If the pavement is of the open type, consisting entirely of coarse particles and asphalt, heavy binder is needed requiring more asphalt. On the other hand, if the aggregates on the pavement contain fine particles, cohesion will be developed by the surface tension in the thin asphalt film surrounding these fine [articles hence, less viscous asphalt is required.
Asphalt cement is used as binder for almost high types of bituminous pavement. Asphalt cement is a semi- solid hydrocarbons retained after fuel and lubricating oils are removed from petroleum. The softest grade used for pavement is the 200-300 penetration and the hardest is the 60-70 penetration. Penetration refers to the consistencies of asphalt cement as describes under AASHTO T-49. It is the distance that a standard needle penetrates a sample under known conditions of loading time and temperature. Recently, the procedure used in grading asphalt cement is viscosity test rather than the penetration test.
Cutback or Liquid Asphalt The liquid asphalt is a petroleum product consisting of asphalt cement with a liquid distillate (diesel, kerosene or gasoline). The less viscous asphalt contains up to 50% diluent and the more viscous contains diluent as little as 15%. The use of cutback is being frowned for two reasons: It is a usable fuel.

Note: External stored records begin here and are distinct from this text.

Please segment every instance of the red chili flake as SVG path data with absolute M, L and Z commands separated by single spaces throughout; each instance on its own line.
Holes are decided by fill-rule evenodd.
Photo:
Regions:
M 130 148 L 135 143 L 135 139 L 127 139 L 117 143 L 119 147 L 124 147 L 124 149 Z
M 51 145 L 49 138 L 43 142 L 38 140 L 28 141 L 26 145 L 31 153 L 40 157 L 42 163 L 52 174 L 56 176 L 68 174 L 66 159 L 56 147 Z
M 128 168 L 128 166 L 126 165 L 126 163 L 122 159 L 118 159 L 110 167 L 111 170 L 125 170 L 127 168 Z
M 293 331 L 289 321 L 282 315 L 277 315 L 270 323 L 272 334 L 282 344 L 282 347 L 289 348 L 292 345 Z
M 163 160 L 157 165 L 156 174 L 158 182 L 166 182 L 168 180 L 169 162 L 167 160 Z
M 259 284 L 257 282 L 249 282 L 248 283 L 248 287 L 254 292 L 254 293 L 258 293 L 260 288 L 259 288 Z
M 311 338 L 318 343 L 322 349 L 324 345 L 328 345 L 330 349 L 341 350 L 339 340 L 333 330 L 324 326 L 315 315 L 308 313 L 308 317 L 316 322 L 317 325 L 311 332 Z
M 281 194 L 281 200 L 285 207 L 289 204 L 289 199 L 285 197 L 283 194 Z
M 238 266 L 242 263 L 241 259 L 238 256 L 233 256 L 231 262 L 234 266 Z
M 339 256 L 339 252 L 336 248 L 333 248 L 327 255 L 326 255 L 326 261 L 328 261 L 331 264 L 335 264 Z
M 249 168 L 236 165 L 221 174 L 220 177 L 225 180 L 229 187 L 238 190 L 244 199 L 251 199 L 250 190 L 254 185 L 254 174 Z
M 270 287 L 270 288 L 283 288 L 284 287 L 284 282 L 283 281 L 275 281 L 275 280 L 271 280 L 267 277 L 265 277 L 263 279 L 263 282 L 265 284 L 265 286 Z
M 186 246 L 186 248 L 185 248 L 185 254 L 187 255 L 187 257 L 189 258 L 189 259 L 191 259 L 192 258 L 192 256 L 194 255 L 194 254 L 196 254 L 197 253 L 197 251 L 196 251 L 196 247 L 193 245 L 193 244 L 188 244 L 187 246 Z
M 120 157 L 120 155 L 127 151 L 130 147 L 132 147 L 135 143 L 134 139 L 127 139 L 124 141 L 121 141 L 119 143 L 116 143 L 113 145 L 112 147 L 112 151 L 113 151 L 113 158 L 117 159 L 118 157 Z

It is an air pollutant. Cutback or liquid asphalt is classified into: Slow Curing (SC) road soils Medium Curing (MC) cutback asphalt Rapid Curing (RC) cutback asphalt
Emulsified Asphalt is a kind of mixture wherein the minute globules or asphalt disperses in water. Asphalt content ranges from 55% - 75% by weight. Emulsion could be applied or mixed at normal temperature, because when the water content evaporates the asphalt remains.
Oxidized Asphalt and Road Tar Oxidized asphalt is suitable only for roofing and similar applications. Highway uses of oxidized asphalt are limited to water proofing of structures and filling joints of concrete pavement. Road tar is a by-product of the distillation process of coal. Tars are produced from gashouse coal tar; cook ovens tars and water gas tar.Bitumen – Rubber Mixture for road pavement was experimented in Holland way back in the year 1929. It was adapted in the United States in 1947 and later in European countries.
Epoxy Resins as Binders Epoxy binders are produced in clear, dark, rigid and flexible forms for application to either concrete or asphalt pavement. Hardening is attained by mixing resin and catalyst hardener immediately before application. The result is thermosetting. Meaning, it will not soften under the influence of heat or the action of solvent such as water or petroleum products. But the prohibitive cost of the resin has restricted its use to bridge surfacing and to other special non-skid seal coating surface only.